In reviewing an employee’s classifications, the taxing agencies generally look at the “twenty factor” common law test. These factors are listed in IRS Revenue Ruling 87-41, and include training, set hours of work, full time required, right to discharge, order or sequence set, right to terminate, continuing relationship, and more.
During a worker classification interview, the taxing authority may interview the business, the workers and any documentation that sheds light on the relationship between the parties. Taxing authorities require employers to maintain all records of each person employed for three (3) or four (4) years depending on the taxing authority in question. While the maintenance of such records is not required with independent contractors since payments to independent contractors do not create payroll tax obligations, it is best for the employer to keep any and all records documenting the relationship to help avoid any tax issues.
If an employer does misclassify their workers as independent contractors, they do have various avenues of recourse to minimize their potential exposure. Such areas include federal and state voluntary disclosures and Section 530 Relief. At the Federal level, a business that believes it has misclassified worker(s) as independent contractors can use the Voluntary Classification Settlement Program (VCSP) to reclassify such worker(s) as employees. Businesses that are eligible and choose to participate in the VCSP promise to treat such workers as employees going forward and in return, the IRS charges minimal back taxes with no interest, imposes no penalties and promises not to open an employment tax audit with respect to the worker classification of those workers reclassified as part of the VCSP submission. In conjunction with a VCSP submission, it is generally recommended that a business consider a state voluntary disclosure such as the New York State Voluntary Disclosure Program. Under the NYS Voluntary Disclosure Program, eligible businesses that wish to reclassify such workers can do so without penalties. In addition, the disclosure period is likely only three years, but in certain situations it could be six years.
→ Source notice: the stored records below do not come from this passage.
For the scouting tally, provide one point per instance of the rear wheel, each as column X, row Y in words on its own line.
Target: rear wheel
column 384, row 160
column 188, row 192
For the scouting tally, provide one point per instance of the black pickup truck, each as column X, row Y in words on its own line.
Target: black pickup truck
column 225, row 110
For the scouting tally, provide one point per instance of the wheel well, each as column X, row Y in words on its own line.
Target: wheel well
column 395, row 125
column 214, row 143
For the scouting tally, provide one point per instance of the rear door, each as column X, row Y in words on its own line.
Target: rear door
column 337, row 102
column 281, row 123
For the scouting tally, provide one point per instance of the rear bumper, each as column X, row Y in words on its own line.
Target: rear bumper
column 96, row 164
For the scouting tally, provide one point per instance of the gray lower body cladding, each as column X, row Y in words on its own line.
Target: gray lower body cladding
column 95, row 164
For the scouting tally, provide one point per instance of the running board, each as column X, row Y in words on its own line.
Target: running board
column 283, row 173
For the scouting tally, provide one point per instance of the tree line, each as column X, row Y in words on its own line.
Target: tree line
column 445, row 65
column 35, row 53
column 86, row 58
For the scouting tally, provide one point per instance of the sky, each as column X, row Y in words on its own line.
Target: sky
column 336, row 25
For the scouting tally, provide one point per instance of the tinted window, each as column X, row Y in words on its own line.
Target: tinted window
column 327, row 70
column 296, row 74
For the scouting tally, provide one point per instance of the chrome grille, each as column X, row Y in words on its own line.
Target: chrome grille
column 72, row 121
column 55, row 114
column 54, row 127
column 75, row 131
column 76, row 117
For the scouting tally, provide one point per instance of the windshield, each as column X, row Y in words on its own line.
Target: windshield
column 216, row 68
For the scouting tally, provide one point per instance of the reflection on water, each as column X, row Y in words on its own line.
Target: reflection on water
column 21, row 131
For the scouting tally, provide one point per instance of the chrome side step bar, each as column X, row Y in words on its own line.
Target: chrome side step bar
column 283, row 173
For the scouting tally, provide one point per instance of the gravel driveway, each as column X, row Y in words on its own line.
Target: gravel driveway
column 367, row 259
Businesses that do not wish to prophylactically reclassify workers, can use Section 530 relief if audited by the IRS. Section 530 relief provides a “safe harbor” to businesses, permitting them to treat individuals performing labor on their behalf as independent contractors rather than as an employee for employment tax purposes, even if the individuals performing labor are technically employees under the common law. Under § 530, a taxpayer can treat an individual as an independent contractor for employment tax purposes if: (1) the taxpayer doesn't treat the individual as an employee for any period; (2) the taxpayer doesn't treat any other individual holding a substantially similar position as an employee for any period; (3) the taxpayer files all required federal tax returns on a basis consistent with treating the individual as a nonemployee; and (4) the taxpayer has a reasonable basis for not treating the individual as an employee. A reasonable basis can be shown if the taxpayer reasonably relies on any one of the following:
(A) judicial precedent, published rulings, technical advice with respect to the taxpayer, or a letter ruling to the taxpayer;
(B) a past Internal Revenue Service audit of the taxpayer in which there was no assessment attributable to the treatment (for employment tax purposes) of the individuals holding positions substantially similar to the position held by this individual; or,
(C) long-standing recognized practice of a significant segment of the industry in which such individual was engaged.
(D) other reasonable basis (catch-all)
Section 530 relief does not apply at the State level without specific legislation stating so. For example, New York has not adopted Section 530 relief.